According to the group's advocacy manager, Elroy Paulus, of the country's 16 million grant recipients, 10 million were in possession of special Grindrod Bank account. He said the issue boiled down to the fact that those accounts were exclusively managed through a now invalid tender between Cash Paymaster Services and the South African Social Security Agency (SASSA). Of those 10 million, roughly 2.3 million were now being impacted by some form of deduction.
He pinned the blame on companies like EasyPay, Net1, and Grindrod Bank amongst others, saying they were 'working together in a very problematic way', by conducting deductions without the knowledge of the beneficiaries.

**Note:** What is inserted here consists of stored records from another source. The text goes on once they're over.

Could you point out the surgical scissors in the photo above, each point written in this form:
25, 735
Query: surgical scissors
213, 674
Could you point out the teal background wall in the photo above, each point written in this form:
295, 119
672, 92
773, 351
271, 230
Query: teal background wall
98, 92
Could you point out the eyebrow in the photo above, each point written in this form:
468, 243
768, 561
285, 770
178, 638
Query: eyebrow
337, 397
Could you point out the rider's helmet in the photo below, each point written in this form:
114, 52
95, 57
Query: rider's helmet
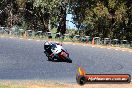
47, 45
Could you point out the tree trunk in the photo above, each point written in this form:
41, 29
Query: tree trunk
62, 22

Although reluctant to describe the deductions as illegal, he said Black Sash did however view it as highly immoral.
Paulus was concerned that the practice was causing impoverishment in households that were already gripping with the effects of extreme poverty. He further accused the companies in question of 'using the desperation of grant recipients, to aggressively market the sale of airtime, electricity and high interest loans'.
He also urged recipients to be careful with their Sassa cards and not to release any personal account information. This was because upon accessing the social grant services, many recipients were now being prompted to divulge their pin numbers and I.D numbers as well. "That private information is now being traded and stolen. Your identity is being stolen," he suggested.
The minister of social development, Bathabile Dlamini, is set to address the issue of the deductions in parliament on the 10th September.